9. UMAP: corrected metacell centroids#

fig, ax = plt.subplots(1, 2, figsize=(11, 4))
for axi, color in zip(ax, ['batch', 'clusters']):
    ov.pl.embedding(mc_corrected.adata, basis='X_umap', color=color, ax=axi,
                    show=False, frameon='small',
                    title=f'corrected metacells — {color}', size=12,
                    legend_loc='right margin' if color == 'clusters' else None)
    labels = mc_corrected._fit_result.assignments
    pts = np.array([mc_corrected.adata.obsm['X_umap'][labels == u].mean(axis=0)
                    for u in np.unique(labels)])
    axi.scatter(pts[:, 0], pts[:, 1], s=22, c='#222',
                edgecolors='white', linewidths=0.6, zorder=5)
plt.tight_layout(); plt.show()

10. Aggregate + cross-sample use#

The corrected metacell AnnData is now suitable for cross-sample work. Two common patterns:

  • Metacell-level analysis (state granularity): pass ad_mc straight into CCC / SCENIC / trajectory.

  • Pseudobulk per (metacell-type × sample): aggregate once more by (clusters, batch) for a cohort-level DE model — this is where metacell and pseudobulk compose.

ad_mc = mc_corrected.predicted(method='soft', layer='counts', summary='sum',
                              celltype_label='clusters')
# Propagate the majority batch onto each metacell for downstream grouping.
ov.single.get_obs_value(ad_mc, mc_corrected.adata, groupby='batch', type='str')
print(f'metacell AnnData: {ad_mc.shape}')
print('per-metacell batch composition (first 5):')
ad_mc.obs[['n_cells', 'clusters', 'clusters_purity', 'batch']].head()
... batch added to ad.obs[batch]
metacell AnnData: (72, 2000)
per-metacell batch composition (first 5):
n_cells clusters clusters_purity batch
mc-0 240 Alpha 0.955752 B
mc-1 40 Delta 1.000000 B
mc-2 91 Ductal 0.975000 A
mc-3 264 Ductal 0.801527 A
mc-4 39 Epsilon 0.888889 A

11. Takeaways#

  • Never build metacells on an uncorrected embedding when you have multiple samples. Batch becomes a dominant similarity axis and your metacells will be single-batch — the histogram in section 7 makes this concrete.

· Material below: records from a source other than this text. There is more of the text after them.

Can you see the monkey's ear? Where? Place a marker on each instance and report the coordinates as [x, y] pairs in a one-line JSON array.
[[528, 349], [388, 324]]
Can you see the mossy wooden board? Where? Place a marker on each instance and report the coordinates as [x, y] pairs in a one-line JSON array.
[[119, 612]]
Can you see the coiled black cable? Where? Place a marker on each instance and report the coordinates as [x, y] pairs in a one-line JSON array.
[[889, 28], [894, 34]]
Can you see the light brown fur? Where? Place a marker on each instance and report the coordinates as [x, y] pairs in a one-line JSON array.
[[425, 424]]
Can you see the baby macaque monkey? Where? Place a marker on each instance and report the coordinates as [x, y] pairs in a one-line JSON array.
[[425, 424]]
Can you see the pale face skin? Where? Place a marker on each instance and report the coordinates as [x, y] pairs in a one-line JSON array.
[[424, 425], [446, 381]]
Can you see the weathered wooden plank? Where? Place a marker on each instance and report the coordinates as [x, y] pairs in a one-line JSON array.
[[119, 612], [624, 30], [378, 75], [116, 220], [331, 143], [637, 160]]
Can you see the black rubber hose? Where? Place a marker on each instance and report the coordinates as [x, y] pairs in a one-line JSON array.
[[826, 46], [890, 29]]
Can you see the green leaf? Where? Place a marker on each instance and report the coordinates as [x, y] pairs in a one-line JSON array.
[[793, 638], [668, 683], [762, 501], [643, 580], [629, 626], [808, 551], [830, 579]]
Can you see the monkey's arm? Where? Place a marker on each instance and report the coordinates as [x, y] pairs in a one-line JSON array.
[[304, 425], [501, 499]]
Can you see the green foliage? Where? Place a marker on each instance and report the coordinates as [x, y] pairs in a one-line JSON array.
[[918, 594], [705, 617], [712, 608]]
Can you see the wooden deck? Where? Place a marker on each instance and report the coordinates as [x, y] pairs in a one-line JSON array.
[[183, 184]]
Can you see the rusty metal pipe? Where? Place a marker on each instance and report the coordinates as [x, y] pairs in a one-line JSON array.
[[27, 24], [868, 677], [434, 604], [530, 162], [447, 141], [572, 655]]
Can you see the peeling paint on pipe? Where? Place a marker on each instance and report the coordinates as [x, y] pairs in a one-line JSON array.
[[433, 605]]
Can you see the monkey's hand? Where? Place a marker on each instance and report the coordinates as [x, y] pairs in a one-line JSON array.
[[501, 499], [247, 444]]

  • The fix is one line: ov.single.batch_correction(...) then point MetaCell(use_rep='X_harmony') at the corrected embedding.

  • Always check both axes after correction: batch entropy should go up and celltype purity should not go down (section 8).

  • metaq is batch-aware in a different way — its multimodal capability lets you feed multiple omics, and the encoder can be trained on a batch-balanced loader. For pure scRNA-seq multi-sample, the Harmony-then-metacell recipe here is the simplest robust choice.

  • To go from metacells to a cohort-level DE model, aggregate once more per (metacell-celltype × sample) — that pseudobulk-of-metacells is the correct unit for expression ~ condition testing (see the section index for the metacell-vs-pseudobulk distinction).